We further extended our search to identify those unigenes that were differentially expressed in both the tissues irrespective of stresses. A total of 61 unigenes were found to be common to both tissues and stresses (Fig. 4a; Supplementary table 2). These included some well characterised genes involved in abiotic stress tolerance such as peroxidases and glutamine synthetase (Supplementary table 2). Interestingly, a member of the family Ricin-B like lectin (TRINITY_Contig10696) was also found to be expressed almost exclusively in leaf tissue in response to salt and drought stress with the expression being highest in case of drought stress (Fig. 4b,c). Similarly, a unigene coding for copper transport protein (TRINITY_DN12117_c0_g1_i4) was also observed to have high expression in leaf tissue subjected to drought stress. Gene coding for Alcohol dehydrogenase (TRINITY_Contig6665) was found to be upregulated in both tissues under salt and drought stress while that for Cellulose synthase was downregulated (TRINITY_6483_length_2616_cov_33.980762_g4098_i0) (Fig. 4b–d).

Figure 4
figure 4

Expression analysis of the Unigenes that coincide in the leaf and root tissues during drought and salinity stress. (a) Venn diagram depicting the overlapping and unique Unigenes in leaf and root tissue of Little millet (LMCNL = control leaf; LMDTL = drought treated leaf; LMSTL = salt treated leaf; LMCNR = control root; LMDTR = drought treated root; LMSTR = salt treated root). (b) Heat map (prepared using MeV v. 4.8.1) depicting in silico differential expression of unigenes common to salinity and drought stress in leaf and root tissue (labelled as LMC).
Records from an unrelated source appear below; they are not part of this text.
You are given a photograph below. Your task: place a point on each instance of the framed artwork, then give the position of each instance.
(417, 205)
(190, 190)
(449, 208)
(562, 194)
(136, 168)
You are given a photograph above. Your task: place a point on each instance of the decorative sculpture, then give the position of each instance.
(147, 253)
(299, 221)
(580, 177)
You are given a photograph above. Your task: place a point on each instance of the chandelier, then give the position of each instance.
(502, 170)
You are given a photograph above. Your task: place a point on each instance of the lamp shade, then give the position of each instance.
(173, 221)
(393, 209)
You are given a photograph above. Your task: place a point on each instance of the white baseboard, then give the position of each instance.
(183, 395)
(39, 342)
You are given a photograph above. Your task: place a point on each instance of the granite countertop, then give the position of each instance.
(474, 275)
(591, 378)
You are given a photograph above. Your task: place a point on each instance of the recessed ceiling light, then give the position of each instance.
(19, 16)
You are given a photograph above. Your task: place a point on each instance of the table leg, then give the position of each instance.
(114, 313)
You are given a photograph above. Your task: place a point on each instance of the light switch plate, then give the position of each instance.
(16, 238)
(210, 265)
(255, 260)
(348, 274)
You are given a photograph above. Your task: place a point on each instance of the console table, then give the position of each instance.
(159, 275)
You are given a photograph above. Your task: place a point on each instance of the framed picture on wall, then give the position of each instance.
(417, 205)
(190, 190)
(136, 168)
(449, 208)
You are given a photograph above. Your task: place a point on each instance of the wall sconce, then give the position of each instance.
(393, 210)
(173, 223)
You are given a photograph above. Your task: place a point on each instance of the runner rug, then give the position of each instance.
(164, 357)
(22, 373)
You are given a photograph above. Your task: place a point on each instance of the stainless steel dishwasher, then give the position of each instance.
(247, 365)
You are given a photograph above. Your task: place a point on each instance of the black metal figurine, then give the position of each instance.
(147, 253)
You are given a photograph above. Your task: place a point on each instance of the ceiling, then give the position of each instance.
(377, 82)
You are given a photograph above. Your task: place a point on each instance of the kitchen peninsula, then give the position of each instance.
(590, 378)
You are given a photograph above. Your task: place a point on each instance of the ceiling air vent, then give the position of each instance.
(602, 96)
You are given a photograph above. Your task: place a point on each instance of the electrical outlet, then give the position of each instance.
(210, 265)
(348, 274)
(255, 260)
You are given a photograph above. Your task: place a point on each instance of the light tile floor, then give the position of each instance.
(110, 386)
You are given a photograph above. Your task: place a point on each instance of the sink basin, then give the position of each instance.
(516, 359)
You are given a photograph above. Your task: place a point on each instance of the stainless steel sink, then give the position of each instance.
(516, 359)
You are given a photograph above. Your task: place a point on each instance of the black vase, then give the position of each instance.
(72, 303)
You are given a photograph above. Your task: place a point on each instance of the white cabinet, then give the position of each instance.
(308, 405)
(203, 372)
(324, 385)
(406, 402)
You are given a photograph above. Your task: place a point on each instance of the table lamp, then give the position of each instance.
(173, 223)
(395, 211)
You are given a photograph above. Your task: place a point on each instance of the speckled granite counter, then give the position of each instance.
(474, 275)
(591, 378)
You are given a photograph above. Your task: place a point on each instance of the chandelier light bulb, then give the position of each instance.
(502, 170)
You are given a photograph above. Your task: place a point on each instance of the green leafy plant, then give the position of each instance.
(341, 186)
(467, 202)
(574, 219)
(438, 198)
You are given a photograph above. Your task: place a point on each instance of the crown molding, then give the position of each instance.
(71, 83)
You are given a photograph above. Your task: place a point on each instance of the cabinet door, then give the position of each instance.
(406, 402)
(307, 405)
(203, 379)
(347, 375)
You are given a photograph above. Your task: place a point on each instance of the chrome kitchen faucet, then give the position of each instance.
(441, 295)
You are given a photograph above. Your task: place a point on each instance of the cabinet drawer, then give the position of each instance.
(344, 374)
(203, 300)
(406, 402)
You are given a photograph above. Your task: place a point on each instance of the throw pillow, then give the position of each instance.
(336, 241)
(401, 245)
The scale signifies the range of expression levels of the Unigenes in the samples (in duplicate) and denotes the values in the matrix generated by edgeR. qRT PCR of selected unigenes in (c) Leaf and (d) roots tissue was performed using unigene specific primers and represent the relative expression of unigenes as compared to the control.

Transcription factors in abiotic stress response

A total of 7698 transcription factors were identified in the transcriptome of P. sumatrense after comparison with the TFs identified in Panicum hallii. Out of these, a vast majority were represented by WRKY family of transcription factors (2565) followed by MYB/MYB-related (939), C2H2 (823) and bHLH (510) (Fig. 5a). A comparison between the significantly differentially expressed TFs in different samples showed that a higher number of TFs were detected in leaves in response to salinity and drought as compared to roots, MYB/MYB-related TFs being an exception with slightly higher numbers in root as compared to leaves in response to salinity stress (Fig. 5b). In silico gene expression analysis showed that TFs belonging to the HSF, MYB-related and C2H2 family are upregulated during drought and salinity stress. Majority of the WRKY TFs were found to be downregulated in leaves while only few of them were upregulated (Fig. 6a). Similar results were obtained in root tissue where TFs like Whirly, bHLH, C3H and WRKY were upregulated and a number of members of C3H, WRKY, Trihelix and ERF were downregulated in response to drought and salinity stress (Fig. 6b).

Figure 5
figure 5

Transcription Factors in P. sumatrense transcriptome (a) TFs identified in P. sumatrense after comparison with TFs from P. hallii (b) Comparative levels of expression of differentially expressed TFs in leaves and roots under conditions of drought and salinity stress. The graphs were constructed on MS Excel.

Figure 6
figure 6

Digital expression analysis of unigenes encoding Transcription factors. Heat map illustrates the differential expression of TFs in (a) leaves (b) in roots. Heat maps were generated on MeV v 4.8.1. The scale represents range of expression values in the expression matrix generated by edgeR.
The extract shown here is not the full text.